Oregon Ranked Fifth Least Affordable State as Families Spend $18,300 a Year on Essentials

A new report has ranked Oregon as the 5th least affordable state in the US for essential household costs, as Oregonians spend $18,300 every year- $2,900 more than the national average.

 

Oregon #5 in Affordability Rankings

Based on federal data modeled at the state level, the recent report from the Colorado-based think tank Common Sense Institute ranked Oregon #5 among the least affordable states for essentials such as housing, groceries, insurance, and child care.

While the state’s ranking hasn’t changed since 2019, average income has increased by 34%, but spending has not.

Compared with the national average of $15,400, Oregonians spend $18,300 annually on essentials. Income growth languished behind expenses as households effectively lost 2.4% of their gross income to higher prices.

Tidings Data Snapshot
Oregon Essentials Squeeze
5th
Least affordable state for essentials
$18,300
Annual essentials cost for the modeled Oregon household
$2,900
More than the U.S. average
34%
Income growth since 2019
2.4%
Gross income lost to higher prices
7
Essentials categories included in the model

Source: Common Sense Institute affordability report and Oregon one pager, March 2026
Dailytidings.com

The study modeled a household of four people: two adults working full-time at the state’s prevailing median hourly wage, and two children, one preschool-age and one school-age.

Using a range of sources, affordability was evaluated across seven categories: shelter and utilities, groceries, health insurance, car insurance, gasoline, child care, and the estimated combined state and federal tax liability.

 

Broken down into categories, Oregon’s cost increases from 2019 to 2025 were:

Tidings Data Snapshot
Where Oregon’s Cost Increase Came From
Child care : $7,530
Shelter and utilities : $5,904
Groceries : $3,204
Car insurance : $947
Gasoline : $488
Health insurance : $180

Source: Common Sense Institute Oregon one pager, March 2026
Dailytidings.com

Households with children are particularly hard hit. Child care increased by a massive 55.4% between 2019 and 2025, accounting for 19.2% of household income in Oregon, the 10th-highest share nationally.

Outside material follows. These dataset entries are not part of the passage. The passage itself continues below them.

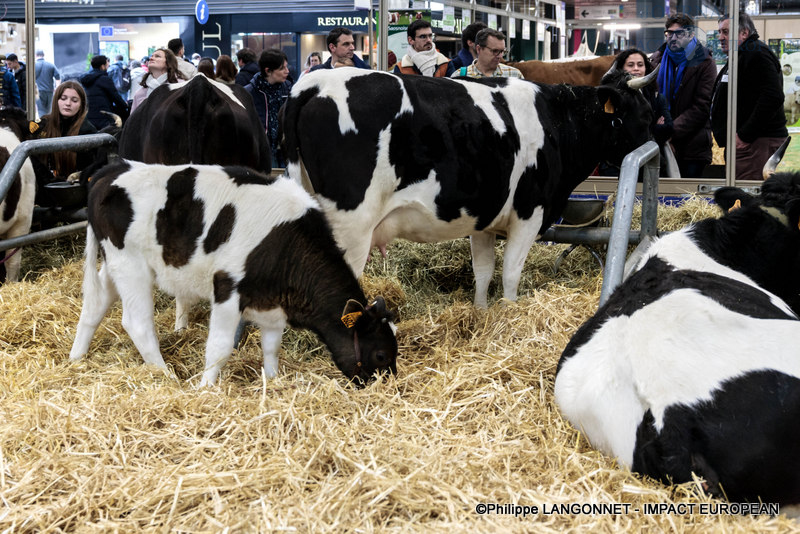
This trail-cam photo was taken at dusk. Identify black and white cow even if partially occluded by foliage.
[70,161,397,384]
[119,75,272,174]
[283,69,653,307]
[555,173,800,504]
[0,110,36,282]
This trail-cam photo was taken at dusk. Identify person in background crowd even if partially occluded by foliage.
[128,59,147,92]
[236,48,258,87]
[311,28,370,72]
[79,55,128,130]
[6,54,28,109]
[197,57,217,80]
[451,28,523,80]
[297,52,322,80]
[131,48,179,113]
[32,80,97,185]
[452,21,488,69]
[650,13,717,178]
[33,50,61,117]
[711,13,789,180]
[245,48,292,168]
[0,54,22,108]
[216,54,236,84]
[167,37,197,81]
[393,19,455,78]
[107,54,133,102]
[600,48,673,176]
[386,50,397,72]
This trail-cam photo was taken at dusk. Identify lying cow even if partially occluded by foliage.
[0,126,36,282]
[119,76,272,174]
[70,161,397,384]
[555,173,800,504]
[509,56,617,86]
[283,69,655,307]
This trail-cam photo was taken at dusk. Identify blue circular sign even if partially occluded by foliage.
[194,0,208,24]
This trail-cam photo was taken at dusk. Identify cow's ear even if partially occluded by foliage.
[597,87,622,114]
[714,187,756,213]
[342,299,364,328]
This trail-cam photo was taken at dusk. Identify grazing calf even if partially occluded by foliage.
[283,69,655,308]
[0,127,36,282]
[555,173,800,504]
[70,160,397,385]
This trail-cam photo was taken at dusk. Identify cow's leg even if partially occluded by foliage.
[503,215,542,301]
[175,297,195,332]
[469,232,495,308]
[200,296,242,387]
[112,258,167,369]
[4,247,22,283]
[261,318,286,378]
[69,260,117,360]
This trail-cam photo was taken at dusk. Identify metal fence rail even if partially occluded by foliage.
[600,141,659,306]
[0,134,117,250]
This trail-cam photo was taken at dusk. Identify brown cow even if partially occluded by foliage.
[508,56,617,87]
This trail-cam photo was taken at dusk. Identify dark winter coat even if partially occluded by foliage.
[78,69,128,130]
[245,73,292,168]
[650,43,717,163]
[234,61,258,87]
[711,33,789,147]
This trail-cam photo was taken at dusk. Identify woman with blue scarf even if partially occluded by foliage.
[245,48,292,169]
[650,13,717,178]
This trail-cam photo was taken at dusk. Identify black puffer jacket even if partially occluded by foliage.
[650,43,717,163]
[711,33,789,147]
[78,69,128,130]
[235,61,258,87]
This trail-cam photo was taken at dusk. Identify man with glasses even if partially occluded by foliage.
[453,28,523,80]
[711,13,789,180]
[650,13,717,178]
[309,28,370,72]
[393,19,455,78]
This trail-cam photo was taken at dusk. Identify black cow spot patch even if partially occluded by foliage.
[203,204,236,254]
[214,271,236,304]
[156,167,204,267]
[223,167,275,185]
[0,146,22,221]
[88,160,133,249]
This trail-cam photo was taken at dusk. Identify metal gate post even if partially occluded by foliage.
[600,141,659,306]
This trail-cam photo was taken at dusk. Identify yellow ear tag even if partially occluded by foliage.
[342,312,363,328]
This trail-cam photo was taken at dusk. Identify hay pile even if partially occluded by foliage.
[0,201,800,532]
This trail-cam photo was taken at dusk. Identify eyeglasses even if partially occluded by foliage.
[664,30,689,39]
[481,46,508,57]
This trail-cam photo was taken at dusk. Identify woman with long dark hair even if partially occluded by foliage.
[36,80,97,180]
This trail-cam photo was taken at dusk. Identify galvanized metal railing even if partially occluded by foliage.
[0,134,117,250]
[600,141,659,306]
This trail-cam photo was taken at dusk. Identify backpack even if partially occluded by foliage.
[108,65,131,93]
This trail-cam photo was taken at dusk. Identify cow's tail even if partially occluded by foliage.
[280,88,317,192]
[186,77,212,164]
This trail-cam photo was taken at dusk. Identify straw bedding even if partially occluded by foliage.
[0,200,800,532]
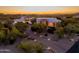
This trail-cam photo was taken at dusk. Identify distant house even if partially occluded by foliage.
[14,16,31,24]
[13,17,25,24]
[36,18,61,27]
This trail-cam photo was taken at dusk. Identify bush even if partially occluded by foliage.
[19,41,43,53]
[0,30,6,42]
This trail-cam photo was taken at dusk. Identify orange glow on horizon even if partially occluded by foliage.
[0,8,79,14]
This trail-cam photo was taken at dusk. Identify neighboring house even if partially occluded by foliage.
[14,17,25,24]
[36,18,61,27]
[14,16,31,24]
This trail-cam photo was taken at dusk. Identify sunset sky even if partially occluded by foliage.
[0,6,79,14]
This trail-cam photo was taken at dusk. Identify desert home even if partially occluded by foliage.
[36,18,61,27]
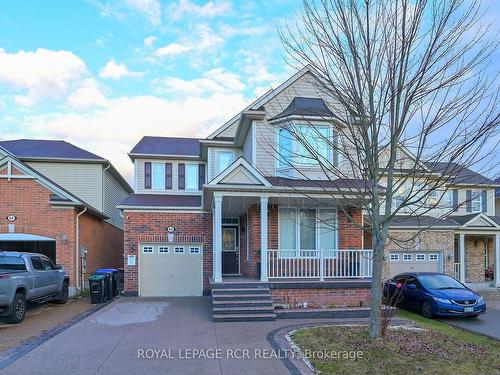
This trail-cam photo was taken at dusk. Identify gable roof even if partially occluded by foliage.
[129,136,200,158]
[0,139,105,161]
[425,162,500,185]
[271,97,333,120]
[207,66,311,139]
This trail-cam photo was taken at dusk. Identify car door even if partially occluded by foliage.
[30,255,50,298]
[40,255,59,293]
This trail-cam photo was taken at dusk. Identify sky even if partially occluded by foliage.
[0,0,301,182]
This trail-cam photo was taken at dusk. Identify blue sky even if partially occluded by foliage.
[0,0,301,179]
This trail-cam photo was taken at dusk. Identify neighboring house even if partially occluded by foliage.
[119,68,500,316]
[374,157,500,287]
[0,139,133,293]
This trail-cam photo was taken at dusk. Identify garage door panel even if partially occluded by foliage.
[139,245,203,297]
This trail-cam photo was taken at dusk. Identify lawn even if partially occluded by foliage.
[293,311,500,375]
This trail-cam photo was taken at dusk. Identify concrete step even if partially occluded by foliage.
[212,299,273,307]
[213,314,276,322]
[212,294,271,301]
[212,288,270,295]
[212,306,274,315]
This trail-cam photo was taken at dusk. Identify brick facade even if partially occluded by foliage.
[124,211,213,294]
[0,176,123,287]
[271,288,370,308]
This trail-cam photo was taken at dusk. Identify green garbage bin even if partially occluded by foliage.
[89,274,109,304]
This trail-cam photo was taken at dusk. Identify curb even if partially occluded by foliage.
[0,300,113,370]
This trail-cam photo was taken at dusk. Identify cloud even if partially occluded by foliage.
[99,59,143,80]
[143,35,156,47]
[154,24,224,57]
[0,48,88,105]
[162,68,245,97]
[68,78,107,110]
[154,43,193,57]
[169,0,232,20]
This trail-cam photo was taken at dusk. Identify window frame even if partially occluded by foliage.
[141,245,155,254]
[276,123,336,170]
[184,163,200,191]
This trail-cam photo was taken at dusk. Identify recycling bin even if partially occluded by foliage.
[89,274,109,304]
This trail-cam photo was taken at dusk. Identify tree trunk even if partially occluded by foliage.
[370,233,385,339]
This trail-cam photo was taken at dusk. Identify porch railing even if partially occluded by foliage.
[267,249,373,280]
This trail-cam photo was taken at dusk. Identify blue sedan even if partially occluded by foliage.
[384,272,486,318]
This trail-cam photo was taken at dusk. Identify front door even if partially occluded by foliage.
[222,226,240,275]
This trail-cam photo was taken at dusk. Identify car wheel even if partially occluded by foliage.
[422,301,432,319]
[6,293,26,324]
[55,282,68,305]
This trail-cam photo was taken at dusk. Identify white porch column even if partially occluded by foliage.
[495,234,500,288]
[260,197,269,282]
[212,196,222,282]
[458,233,465,283]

Costs jumped on average by $5,000 per year, a 39.4% jump, representing the largest increase among all necessities reflected in the report.

The primary driver of affordability challenges- housing costs (shelter and utilities)- increased by 33.4% since 2019 and accounts for 21.3% of household income in Oregon.

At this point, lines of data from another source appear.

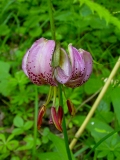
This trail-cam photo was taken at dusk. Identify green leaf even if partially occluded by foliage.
[7,140,19,150]
[79,0,120,29]
[111,87,120,125]
[0,134,6,143]
[97,150,108,158]
[107,151,115,160]
[48,132,68,160]
[84,78,102,94]
[0,61,11,96]
[37,152,63,160]
[48,132,75,160]
[13,115,24,127]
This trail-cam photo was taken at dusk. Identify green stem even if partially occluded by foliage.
[59,84,72,160]
[48,0,56,40]
[33,86,38,160]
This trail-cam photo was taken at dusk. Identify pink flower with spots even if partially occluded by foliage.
[65,44,93,88]
[22,38,71,86]
[22,38,92,131]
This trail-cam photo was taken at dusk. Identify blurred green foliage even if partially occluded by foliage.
[0,0,120,160]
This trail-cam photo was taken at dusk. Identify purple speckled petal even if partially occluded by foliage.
[22,51,29,76]
[54,48,72,84]
[68,44,85,79]
[65,44,92,88]
[23,38,57,86]
[79,49,93,83]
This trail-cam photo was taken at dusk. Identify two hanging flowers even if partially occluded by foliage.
[22,38,93,131]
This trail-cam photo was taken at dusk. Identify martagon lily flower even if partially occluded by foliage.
[22,38,92,131]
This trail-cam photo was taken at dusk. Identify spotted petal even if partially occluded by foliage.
[65,44,92,88]
[22,38,57,86]
[55,48,72,84]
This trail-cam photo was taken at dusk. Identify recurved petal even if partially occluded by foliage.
[22,51,29,76]
[68,44,85,79]
[51,107,62,132]
[54,48,72,84]
[67,99,76,116]
[27,38,57,85]
[57,106,63,124]
[37,105,46,129]
[79,49,93,83]
[65,44,92,88]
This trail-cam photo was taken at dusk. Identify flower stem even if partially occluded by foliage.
[48,0,56,40]
[59,84,72,160]
[48,0,72,160]
[33,86,38,160]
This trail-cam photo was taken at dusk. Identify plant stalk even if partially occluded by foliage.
[33,86,38,160]
[48,0,56,40]
[70,57,120,150]
[59,84,72,160]
[48,0,72,160]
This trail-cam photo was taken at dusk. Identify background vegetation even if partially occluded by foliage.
[0,0,120,160]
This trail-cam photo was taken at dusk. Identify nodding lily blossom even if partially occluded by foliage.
[65,44,92,88]
[22,38,71,86]
[22,38,92,132]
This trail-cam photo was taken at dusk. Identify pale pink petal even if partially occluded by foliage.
[22,51,29,76]
[65,44,92,88]
[79,49,93,83]
[54,48,72,84]
[27,38,57,85]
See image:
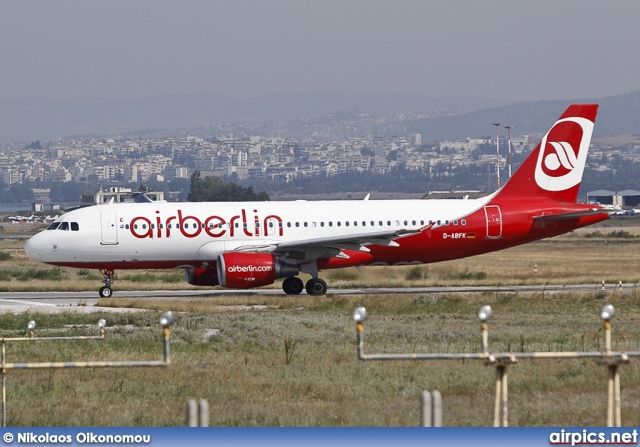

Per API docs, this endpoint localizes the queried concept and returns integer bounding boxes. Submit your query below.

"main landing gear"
[282,276,327,296]
[98,269,115,298]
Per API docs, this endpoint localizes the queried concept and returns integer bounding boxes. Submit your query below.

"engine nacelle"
[184,267,220,286]
[218,252,300,289]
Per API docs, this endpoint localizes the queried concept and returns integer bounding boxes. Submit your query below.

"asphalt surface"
[0,284,624,314]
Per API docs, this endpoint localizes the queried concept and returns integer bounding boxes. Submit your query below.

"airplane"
[25,104,611,297]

The state ranks as the 10th least affordable for housing costs. As the second-largest driver of the affordability decline, housing costs increased by $4,934 between 2019 and 2025, a roughly 34% increase.

There were slight improvements in average affordability between 2019 and 2025 for groceries, health insurance, and gas, although the US-Iran war will likely worsen gas prices.

Improved affordability does not mean prices fell; rather, it means prices increased at a rate lower than the rate at which income grew over the period. For example, groceries increased by 25.1% between 2019 and 2025 and fell by 0.6 percentage points as a share of income.

With one of the highest tax burdens in the country, including the second-highest income tax burden, Oregonians also had more taxes to shoulder. They had to squeeze off 1.2% more of their total monthly gross income to cover essentials in 2025 than they did in 2019.